Vez houve, em Espanha, em que cometeu proeza que oficiosamente o calibrou com o tal cúmulo da distração. “Na mesma noite, depois de um concerto, esqueceu-se de um saco com discos nos camarins, após o jantar deixou no restaurante a mala da roupa e, já de madrugada, andou desnorteado à procura do seu gravador, que não sabia onde o tinha deixado”, desfia Carlos Guerreiro, dos Gaiteiros de Lisboa e companheiro musical de José Afonso nos agitados anos de frenesim cultural que se seguiram ao 25 de Abril. “Ao mesmo tempo, era muito atento ao próximo, estava sempre a perguntar se eu e os restantes músicos estávamos bem. Além de que era um poço de cultura, a todo o lado que íamos adorava visitar museus e igrejas.”

Alain Vachier, produtor musical que há mais de quatro décadas escolheu Portugal como casa, conheceu o cantor também logo após a revolução. Os ares de liberdade deram a José Afonso um quase sentido de missão na tarefa de apresentar ao público a sua arte, o que acabou por lhe levantar problemas de sobrevivência.

“Apesar de cantor, tinha de dar de comer à família e o que acontecia é que aquele génio, sempre muito acessível, muitas vezes dava concertos a troco de um jantar ou que lhe pagassem a gasolina. Cachês ou não havia ou eram baixíssimos”, conta Alain Vachier, que, para o “ajudar e dar-lhe dignidade”, lançou a cooperativa Era Nova.
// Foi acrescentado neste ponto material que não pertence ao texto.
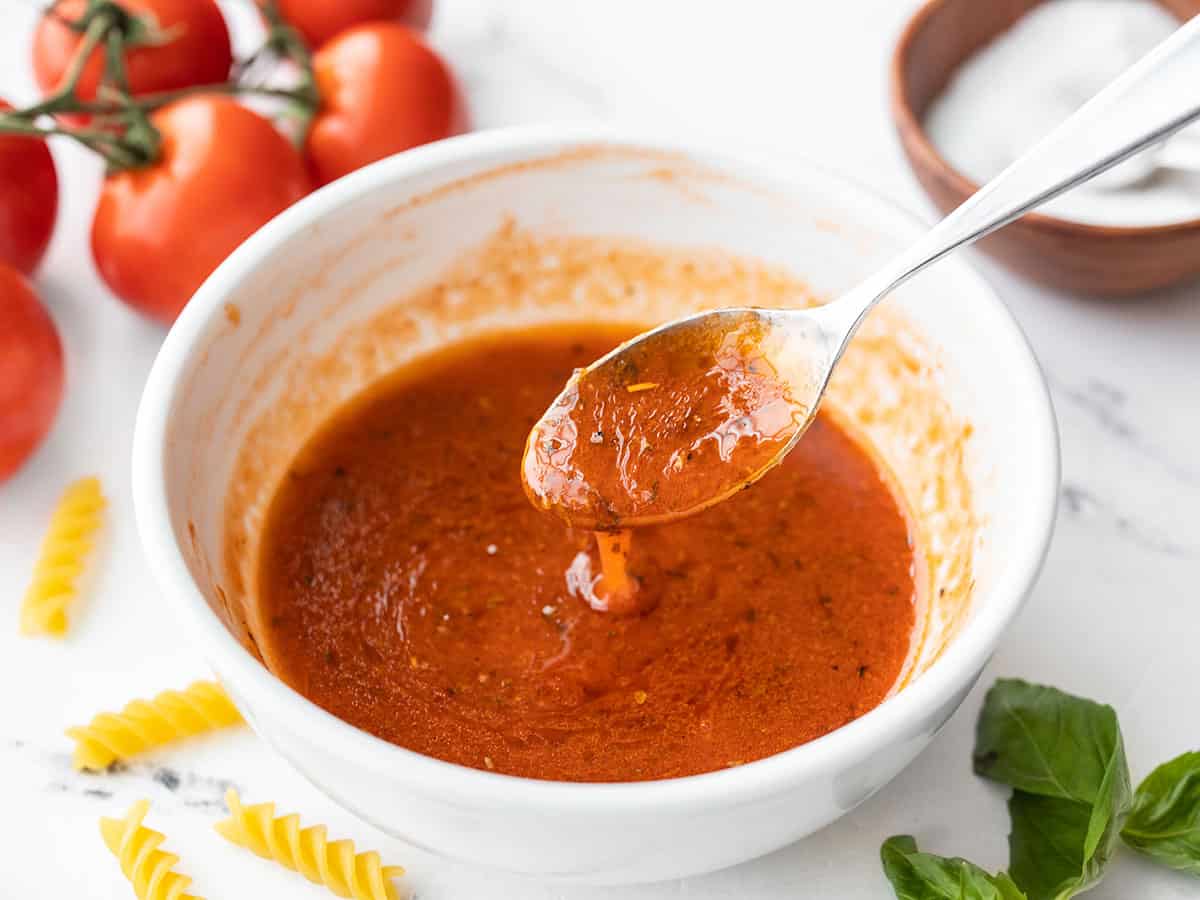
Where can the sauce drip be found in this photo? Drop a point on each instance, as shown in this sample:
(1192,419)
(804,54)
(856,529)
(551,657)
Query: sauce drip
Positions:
(408,587)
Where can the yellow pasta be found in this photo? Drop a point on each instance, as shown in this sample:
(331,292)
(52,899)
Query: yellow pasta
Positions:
(148,868)
(322,862)
(64,550)
(145,724)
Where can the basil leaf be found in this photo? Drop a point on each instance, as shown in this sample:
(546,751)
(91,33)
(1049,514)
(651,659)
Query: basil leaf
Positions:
(1164,822)
(1047,855)
(1042,741)
(1066,760)
(924,876)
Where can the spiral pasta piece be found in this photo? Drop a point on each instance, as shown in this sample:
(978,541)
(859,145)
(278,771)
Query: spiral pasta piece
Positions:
(307,851)
(148,868)
(145,724)
(64,551)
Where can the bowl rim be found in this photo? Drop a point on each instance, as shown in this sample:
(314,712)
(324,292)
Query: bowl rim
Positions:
(951,673)
(917,142)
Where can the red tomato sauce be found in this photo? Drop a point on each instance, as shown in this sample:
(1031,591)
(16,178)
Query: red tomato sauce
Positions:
(408,587)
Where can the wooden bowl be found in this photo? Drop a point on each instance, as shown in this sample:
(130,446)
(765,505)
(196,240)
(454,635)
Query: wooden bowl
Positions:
(1104,261)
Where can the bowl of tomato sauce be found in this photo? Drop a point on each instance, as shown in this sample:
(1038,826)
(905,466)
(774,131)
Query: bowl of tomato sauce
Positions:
(329,487)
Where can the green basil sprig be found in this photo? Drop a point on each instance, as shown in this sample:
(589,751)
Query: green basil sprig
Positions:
(1072,803)
(1164,822)
(924,876)
(1065,759)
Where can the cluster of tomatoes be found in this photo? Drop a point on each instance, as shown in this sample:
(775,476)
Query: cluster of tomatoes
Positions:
(192,171)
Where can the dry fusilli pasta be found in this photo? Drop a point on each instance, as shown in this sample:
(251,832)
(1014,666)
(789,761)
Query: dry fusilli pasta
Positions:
(148,868)
(64,549)
(145,724)
(309,852)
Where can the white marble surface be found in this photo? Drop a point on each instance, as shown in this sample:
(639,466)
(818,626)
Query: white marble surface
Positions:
(1115,615)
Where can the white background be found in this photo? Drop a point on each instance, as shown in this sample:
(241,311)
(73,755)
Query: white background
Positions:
(1115,615)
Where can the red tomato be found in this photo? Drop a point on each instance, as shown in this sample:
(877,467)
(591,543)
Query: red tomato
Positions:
(197,53)
(29,199)
(30,371)
(160,231)
(321,21)
(382,90)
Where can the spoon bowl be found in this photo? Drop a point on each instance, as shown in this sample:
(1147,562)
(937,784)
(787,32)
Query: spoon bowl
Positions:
(724,395)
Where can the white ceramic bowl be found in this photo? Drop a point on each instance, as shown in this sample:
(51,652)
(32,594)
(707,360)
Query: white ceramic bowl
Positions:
(360,244)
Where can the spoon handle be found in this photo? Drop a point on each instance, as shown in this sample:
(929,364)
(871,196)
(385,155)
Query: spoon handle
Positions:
(1149,102)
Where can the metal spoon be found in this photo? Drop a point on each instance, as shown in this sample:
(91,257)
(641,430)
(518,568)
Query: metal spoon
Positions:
(1151,101)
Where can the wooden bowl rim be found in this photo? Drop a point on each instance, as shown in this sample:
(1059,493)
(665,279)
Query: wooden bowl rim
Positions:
(912,132)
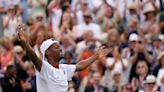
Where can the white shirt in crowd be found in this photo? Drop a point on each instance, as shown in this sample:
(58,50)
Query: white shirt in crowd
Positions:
(82,28)
(118,64)
(56,17)
(51,79)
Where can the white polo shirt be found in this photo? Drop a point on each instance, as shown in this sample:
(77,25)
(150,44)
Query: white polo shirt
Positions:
(51,79)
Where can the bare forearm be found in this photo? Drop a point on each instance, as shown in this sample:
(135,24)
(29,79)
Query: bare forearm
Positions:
(134,58)
(37,62)
(148,57)
(85,63)
(123,65)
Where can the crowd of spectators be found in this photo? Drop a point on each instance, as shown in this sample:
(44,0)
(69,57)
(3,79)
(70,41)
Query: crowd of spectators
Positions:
(132,30)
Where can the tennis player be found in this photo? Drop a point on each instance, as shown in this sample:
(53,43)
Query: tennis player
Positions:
(52,76)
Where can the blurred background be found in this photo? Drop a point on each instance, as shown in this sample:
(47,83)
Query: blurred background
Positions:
(133,31)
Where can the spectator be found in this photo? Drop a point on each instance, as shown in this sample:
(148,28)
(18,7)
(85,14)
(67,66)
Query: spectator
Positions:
(150,84)
(113,64)
(6,56)
(88,25)
(160,63)
(11,21)
(11,82)
(30,83)
(95,86)
(68,58)
(142,70)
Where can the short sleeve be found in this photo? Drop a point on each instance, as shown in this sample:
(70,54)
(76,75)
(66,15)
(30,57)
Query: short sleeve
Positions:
(69,69)
(46,70)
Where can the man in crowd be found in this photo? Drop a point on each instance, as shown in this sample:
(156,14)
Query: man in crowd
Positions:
(52,76)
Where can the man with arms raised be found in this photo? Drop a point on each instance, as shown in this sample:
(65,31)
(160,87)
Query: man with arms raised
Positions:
(52,76)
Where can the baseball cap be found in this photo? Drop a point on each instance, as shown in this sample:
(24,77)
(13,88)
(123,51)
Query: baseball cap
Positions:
(150,79)
(160,55)
(133,37)
(18,49)
(46,44)
(155,38)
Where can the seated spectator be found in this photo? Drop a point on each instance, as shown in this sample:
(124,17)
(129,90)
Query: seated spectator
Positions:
(96,86)
(11,21)
(150,84)
(87,80)
(20,62)
(113,64)
(11,83)
(68,58)
(88,25)
(137,51)
(141,71)
(116,85)
(30,83)
(160,69)
(6,55)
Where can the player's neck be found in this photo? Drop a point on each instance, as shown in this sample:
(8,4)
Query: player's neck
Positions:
(54,63)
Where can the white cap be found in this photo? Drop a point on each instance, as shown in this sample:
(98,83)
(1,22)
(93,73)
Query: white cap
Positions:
(150,79)
(133,37)
(18,49)
(45,45)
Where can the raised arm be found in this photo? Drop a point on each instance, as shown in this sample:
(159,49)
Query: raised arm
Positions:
(23,38)
(81,65)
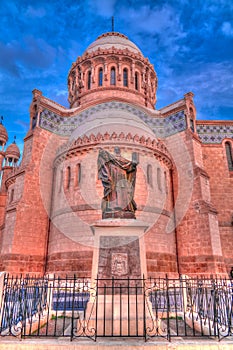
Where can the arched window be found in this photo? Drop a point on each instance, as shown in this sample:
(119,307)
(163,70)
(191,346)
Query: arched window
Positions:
(165,182)
(136,81)
(68,177)
(61,180)
(12,195)
(149,175)
(159,179)
(125,77)
(100,80)
(191,113)
(77,174)
(89,80)
(113,76)
(229,155)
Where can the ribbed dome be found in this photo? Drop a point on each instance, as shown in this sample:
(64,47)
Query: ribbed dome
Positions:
(108,40)
(12,151)
(3,134)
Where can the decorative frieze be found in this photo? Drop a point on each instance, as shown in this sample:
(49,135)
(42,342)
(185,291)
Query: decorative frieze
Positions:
(64,126)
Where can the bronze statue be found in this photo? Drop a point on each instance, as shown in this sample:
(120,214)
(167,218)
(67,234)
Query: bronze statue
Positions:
(118,176)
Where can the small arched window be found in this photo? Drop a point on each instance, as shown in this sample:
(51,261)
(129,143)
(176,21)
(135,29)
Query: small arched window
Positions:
(159,179)
(100,80)
(191,113)
(136,81)
(89,80)
(229,155)
(12,195)
(77,174)
(113,76)
(149,175)
(68,177)
(165,182)
(61,180)
(125,77)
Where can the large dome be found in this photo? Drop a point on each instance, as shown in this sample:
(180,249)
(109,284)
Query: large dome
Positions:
(108,40)
(13,151)
(3,134)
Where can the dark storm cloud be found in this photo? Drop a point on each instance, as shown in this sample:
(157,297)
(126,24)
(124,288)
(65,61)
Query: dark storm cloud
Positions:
(190,44)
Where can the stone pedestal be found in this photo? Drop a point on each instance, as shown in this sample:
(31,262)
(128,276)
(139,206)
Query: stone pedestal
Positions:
(119,261)
(119,249)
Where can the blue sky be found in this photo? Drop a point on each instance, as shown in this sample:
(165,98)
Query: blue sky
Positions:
(190,44)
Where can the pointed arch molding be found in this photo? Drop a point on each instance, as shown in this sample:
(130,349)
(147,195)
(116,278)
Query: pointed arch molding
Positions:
(85,143)
(64,126)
“A ideia era simples: a cooperativa organizava os concertos, tratava dos transportes, do alojamento, da alimentação”, descreve o produtor francês. Vachier foi o responsável pelo célebre concerto no Coliseu de Lisboa, em janeiro de 1983, imortalizado posteriormente em disco e numa gravação da RTP, a antepenúltima atuação ao vivo de José Afonso – a derradeira foi em Coimbra, poucos meses depois, a mesma Coimbra onde viveu e estudou na juventude e que tanto lhe inspirou a obra.

Arnaldo Trindade abriu as portas da editora Orfeu a José Afonso: “Dei-lhe liberdade para cantar o que queria e como queria”. (Foto: Rui Oliveira/Global Imagens)

Quando toca a profissionalismo, quem com ele privou em estúdio e na estrada repete a palavra “perfeição” para lhe definir os métodos de trabalho. “Era muito atento aos detalhes, sobretudo aos pequenos detalhes”, lembra o produtor Arnaldo Trindade.

O último pedido

Apesar do constante desafio à ditadura através da palavra e das posições assumidamente de esquerda, José Afonso não se filiou em partido algum. Durante o salazarismo, o PCP sondou-o várias vezes. Disse sempre que não.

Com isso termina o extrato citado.